Make-up: the everlasting trend
How does make-up make you feel? A US study conducted in 2012 revealed that almost half the female respondents reported being significantly happier when wearing make-up than not. In 2013, make-up alone contributed 20 per cent of worldwide cosmetics sales, translating into over $85 billion, with Sephora alone taking in $636 million.
Western countries are the greatest consumers of cosmetic products, with Asia and Africa steadily increasing in their spending and interest in this area. 2014 figures show the US as taking a revenue of $58.79 billion, and forecasting expects that number to grow to $62.46 billion in 2016.
For many women, make-up is an essential part of everyday life. However, this hasn’t been a recent phenomenon: the use of make-up can be traced historically across thousands of years, with virtually every recorded civilization using appearance-altering materials and techniques for symbolic, social and ritual purposes. One of the most famous examples of cosmetics and make-up being used is in ancient Egypt, with Pharaohs recorded as being painstakingly decorated in vivid colours both in life and death. It is in some of the artefacts discovered in the early twentieth century that we can locate make-up trends which have guaranteed lasting appeal – for example, winged eyeliner is derived from Egyptian make-up styles.
Oils and fragrant herbs, flowers and spices were used to protect, soften and scent skin exposed to heat and dry desert winds. However, the improvisation of products based on misconceptions about the ingredients used meant that women put their health and wellbeing at risk in seeking beauty. Toxic chemicals employed in face and body applications, such as those used by Elizabeth I and subsequent devotees of pale skin, included lead and arsenic. Later, in the 1800s, zinc oxide replaced the more dangerous mixes of copper and lead.
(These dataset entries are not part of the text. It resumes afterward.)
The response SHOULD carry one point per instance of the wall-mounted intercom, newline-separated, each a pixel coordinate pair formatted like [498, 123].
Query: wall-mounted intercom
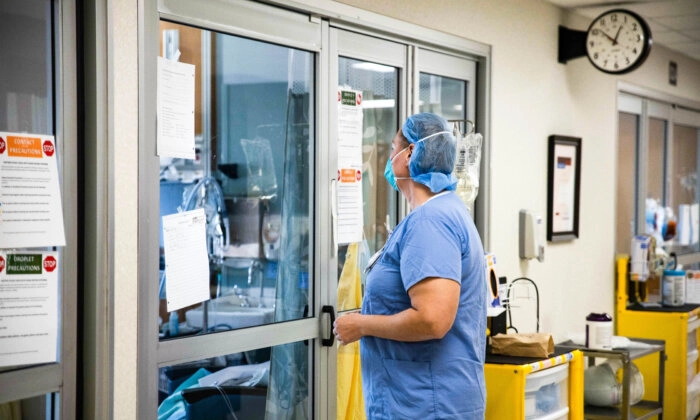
[531, 243]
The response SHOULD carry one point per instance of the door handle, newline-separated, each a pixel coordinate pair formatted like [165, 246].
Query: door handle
[328, 309]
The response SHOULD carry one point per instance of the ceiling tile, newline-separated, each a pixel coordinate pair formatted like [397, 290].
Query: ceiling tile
[680, 22]
[671, 37]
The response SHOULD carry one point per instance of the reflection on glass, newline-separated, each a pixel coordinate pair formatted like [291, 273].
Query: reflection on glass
[684, 198]
[26, 93]
[254, 384]
[443, 96]
[252, 175]
[626, 181]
Even with modern scientific developments, make-up can still be harmful. In 2013 The Huffington Post reported that of the 1000 carcinogens banned in cosmetic products, the US had only banned nine, with those products still available through unregulated channels. The article also referred to misleading product descriptions and the ingredients added to products to extend their shelf life, comparing the practice to food processing. In order to prevent the negative effects of harmful make-up, one should research all products. Removing make-up before going to bed, drinking water and tailoring your make-up collection to what works for you are all sensible pointers to maintaining healthy skin.
However, sometimes going without make-up can be more beneficial than not. In September 2013, cosmetics retailer Escentual.com launched its DareToBare campaign to fundraise and draw attention to the work of the Breast Cancer Care charity. The campaign then morphed into the No Make-Up Selfie movement across social media, with millions of women posting their bare-faced selfies online, raising £8 million in six days for cancer charities.